Title: Efficient Storage Scaling for MBR and MSR Codes
Conference (IEEE Access): Link
Journal (): Link
This paper explores storage scaling of regenerating codes, specifically, E-MBR and Butterfly codes, as two representative codes of MBR and MSR codes. It focus on reducing the scaling bandwidth with the characteristics of code constructions. It also provides efficient scaling methods for these two specific codes, respectively. Experiments show that the scaling bandwidth can be reduced by up to 75% and 43.8% comparing with the centralized scaling method respectively.
It explores the scaling problem for explicit constructions of MSR and MBR codes.
The scaling bandwidth is proven to be optimal for E-MBR (not for Butterfly)
It provides a lower bound of scaling bandwidth of Butterfly
The implementation is shown to have significant scaling performance improvement over conventional centralized scaling.
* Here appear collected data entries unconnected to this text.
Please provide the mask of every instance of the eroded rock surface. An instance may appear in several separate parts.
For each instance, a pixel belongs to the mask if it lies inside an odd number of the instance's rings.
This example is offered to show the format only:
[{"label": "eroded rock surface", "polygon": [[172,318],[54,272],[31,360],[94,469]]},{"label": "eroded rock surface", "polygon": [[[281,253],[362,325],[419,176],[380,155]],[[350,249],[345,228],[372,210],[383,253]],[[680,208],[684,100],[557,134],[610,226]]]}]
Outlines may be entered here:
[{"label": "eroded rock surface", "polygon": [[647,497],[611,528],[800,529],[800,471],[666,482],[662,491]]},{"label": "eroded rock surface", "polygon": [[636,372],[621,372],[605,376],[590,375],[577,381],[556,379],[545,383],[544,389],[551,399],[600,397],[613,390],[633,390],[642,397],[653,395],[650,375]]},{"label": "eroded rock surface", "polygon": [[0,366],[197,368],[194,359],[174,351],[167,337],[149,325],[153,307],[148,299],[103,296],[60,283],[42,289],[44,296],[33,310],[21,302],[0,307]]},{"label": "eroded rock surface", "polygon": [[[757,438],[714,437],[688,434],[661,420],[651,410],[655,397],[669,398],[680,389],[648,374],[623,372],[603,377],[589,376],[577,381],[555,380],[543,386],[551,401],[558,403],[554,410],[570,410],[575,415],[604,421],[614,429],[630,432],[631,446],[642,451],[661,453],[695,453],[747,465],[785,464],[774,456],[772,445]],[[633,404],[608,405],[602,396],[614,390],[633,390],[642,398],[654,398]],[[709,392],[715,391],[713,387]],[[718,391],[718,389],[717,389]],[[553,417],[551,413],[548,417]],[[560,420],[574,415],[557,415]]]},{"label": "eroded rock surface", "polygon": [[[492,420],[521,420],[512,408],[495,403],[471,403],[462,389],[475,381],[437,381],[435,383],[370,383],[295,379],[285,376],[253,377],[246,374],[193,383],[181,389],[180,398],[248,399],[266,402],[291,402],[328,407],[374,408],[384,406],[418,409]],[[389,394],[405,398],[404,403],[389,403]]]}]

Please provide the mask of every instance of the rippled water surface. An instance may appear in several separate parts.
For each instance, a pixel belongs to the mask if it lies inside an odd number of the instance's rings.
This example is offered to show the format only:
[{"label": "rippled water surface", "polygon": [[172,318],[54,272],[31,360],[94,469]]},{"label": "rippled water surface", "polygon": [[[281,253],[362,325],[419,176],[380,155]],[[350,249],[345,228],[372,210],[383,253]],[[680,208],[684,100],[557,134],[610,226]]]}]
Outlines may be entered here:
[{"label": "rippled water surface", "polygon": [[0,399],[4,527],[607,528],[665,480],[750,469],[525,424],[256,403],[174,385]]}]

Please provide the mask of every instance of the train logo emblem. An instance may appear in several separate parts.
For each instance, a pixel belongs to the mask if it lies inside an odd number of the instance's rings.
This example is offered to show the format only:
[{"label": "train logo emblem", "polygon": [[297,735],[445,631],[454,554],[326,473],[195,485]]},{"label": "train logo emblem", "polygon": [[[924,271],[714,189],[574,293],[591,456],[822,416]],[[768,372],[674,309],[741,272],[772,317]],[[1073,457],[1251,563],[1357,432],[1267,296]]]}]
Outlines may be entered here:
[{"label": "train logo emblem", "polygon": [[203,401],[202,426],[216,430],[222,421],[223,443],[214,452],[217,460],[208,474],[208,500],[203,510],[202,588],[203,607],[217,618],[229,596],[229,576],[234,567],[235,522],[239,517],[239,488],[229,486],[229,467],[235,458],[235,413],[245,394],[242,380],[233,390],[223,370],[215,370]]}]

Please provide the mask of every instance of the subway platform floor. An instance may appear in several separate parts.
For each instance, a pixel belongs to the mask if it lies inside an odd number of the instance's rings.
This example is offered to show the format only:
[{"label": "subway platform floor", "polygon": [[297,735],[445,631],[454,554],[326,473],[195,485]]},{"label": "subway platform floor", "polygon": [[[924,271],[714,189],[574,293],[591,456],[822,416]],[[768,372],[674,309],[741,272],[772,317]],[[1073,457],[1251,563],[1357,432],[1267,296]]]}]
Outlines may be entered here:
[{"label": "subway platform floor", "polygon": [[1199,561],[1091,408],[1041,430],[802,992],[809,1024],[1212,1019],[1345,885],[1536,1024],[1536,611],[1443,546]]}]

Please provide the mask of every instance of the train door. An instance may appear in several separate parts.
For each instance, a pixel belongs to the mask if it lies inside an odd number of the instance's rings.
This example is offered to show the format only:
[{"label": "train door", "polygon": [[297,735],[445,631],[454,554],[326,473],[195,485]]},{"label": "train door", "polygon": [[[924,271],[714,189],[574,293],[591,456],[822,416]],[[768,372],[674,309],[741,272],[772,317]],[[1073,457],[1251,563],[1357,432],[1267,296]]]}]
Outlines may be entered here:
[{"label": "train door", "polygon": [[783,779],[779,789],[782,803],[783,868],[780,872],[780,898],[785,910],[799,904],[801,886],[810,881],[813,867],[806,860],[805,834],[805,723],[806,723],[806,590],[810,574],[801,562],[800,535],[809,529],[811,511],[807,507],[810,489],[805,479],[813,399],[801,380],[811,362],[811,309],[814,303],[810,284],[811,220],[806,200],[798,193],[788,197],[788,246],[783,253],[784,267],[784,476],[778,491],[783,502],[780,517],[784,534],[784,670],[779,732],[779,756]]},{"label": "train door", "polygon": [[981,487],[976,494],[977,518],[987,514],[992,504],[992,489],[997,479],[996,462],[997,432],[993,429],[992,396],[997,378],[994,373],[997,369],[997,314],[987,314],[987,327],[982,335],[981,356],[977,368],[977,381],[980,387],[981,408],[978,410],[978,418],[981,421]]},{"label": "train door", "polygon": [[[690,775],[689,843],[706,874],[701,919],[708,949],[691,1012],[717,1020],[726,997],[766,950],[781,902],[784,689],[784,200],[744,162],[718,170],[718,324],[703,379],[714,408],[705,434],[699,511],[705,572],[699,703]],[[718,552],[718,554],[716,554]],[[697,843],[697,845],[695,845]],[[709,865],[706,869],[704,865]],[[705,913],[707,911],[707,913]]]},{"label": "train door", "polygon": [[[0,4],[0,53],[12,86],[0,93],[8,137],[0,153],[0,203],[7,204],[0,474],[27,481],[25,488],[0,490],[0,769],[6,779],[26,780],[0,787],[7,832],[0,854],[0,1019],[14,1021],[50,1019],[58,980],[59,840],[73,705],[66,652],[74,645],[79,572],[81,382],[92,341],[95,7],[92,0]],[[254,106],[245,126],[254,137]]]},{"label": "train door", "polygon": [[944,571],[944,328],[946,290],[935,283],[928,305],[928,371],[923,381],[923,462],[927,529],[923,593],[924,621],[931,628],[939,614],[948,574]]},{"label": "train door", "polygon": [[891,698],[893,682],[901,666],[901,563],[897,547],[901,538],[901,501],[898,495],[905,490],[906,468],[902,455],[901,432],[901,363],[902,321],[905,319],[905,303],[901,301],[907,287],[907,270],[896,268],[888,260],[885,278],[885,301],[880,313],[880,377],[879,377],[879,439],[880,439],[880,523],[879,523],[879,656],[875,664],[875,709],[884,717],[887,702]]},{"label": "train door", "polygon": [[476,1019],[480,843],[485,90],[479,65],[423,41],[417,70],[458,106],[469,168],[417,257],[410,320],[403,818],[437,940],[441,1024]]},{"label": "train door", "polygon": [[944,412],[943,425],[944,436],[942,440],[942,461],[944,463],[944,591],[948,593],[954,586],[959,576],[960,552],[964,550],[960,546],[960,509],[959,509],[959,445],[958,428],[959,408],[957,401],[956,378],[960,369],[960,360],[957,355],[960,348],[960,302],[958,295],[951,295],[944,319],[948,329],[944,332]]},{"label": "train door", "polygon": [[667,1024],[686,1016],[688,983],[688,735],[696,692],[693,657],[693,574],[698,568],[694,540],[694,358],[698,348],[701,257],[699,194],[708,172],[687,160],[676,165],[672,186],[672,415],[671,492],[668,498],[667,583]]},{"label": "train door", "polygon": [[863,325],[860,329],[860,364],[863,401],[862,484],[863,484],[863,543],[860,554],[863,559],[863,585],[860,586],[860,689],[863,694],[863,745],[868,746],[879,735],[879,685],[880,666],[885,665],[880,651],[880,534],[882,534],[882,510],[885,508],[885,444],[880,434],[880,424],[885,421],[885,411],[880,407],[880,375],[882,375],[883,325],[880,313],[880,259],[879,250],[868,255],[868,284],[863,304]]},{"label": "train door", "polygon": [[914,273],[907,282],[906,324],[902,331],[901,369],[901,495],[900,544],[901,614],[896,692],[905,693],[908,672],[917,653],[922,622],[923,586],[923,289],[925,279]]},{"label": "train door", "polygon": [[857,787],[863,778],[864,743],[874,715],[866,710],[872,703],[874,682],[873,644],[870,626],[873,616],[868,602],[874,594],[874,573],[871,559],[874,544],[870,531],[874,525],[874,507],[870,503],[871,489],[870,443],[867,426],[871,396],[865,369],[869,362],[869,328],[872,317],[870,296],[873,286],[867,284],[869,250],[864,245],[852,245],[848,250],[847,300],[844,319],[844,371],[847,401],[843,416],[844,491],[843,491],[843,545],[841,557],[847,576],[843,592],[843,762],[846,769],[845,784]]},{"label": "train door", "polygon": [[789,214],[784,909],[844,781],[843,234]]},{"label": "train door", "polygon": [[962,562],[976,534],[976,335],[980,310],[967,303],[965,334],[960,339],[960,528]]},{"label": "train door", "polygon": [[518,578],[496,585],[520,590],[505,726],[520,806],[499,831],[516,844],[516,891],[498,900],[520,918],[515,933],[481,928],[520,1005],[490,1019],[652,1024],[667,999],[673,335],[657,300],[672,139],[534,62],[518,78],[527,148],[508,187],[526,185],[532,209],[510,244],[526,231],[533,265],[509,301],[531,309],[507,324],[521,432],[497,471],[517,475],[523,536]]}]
Probably one of the earliest works on scaling for regenerating codes
One significant contribution is to prove the lower bounds for both E-MBR and Butterfly code (one specific construction of MBR and MSR);
I’m curious about the reason why Butterfly can’t meet the lower bound of scaling bandwidth, as it’s not elaborated in the paper. The E-MBR scaling bandwidth is easier to understand, and the lower bound can be met naturally.
Currently, n - k is limited to at most 2. It’s not very general. (n,k) is going up to at most (6,4), which is also limited. Is it because the performance in distributed scaling is not as expected in theory?
A more general class of codes can be explored.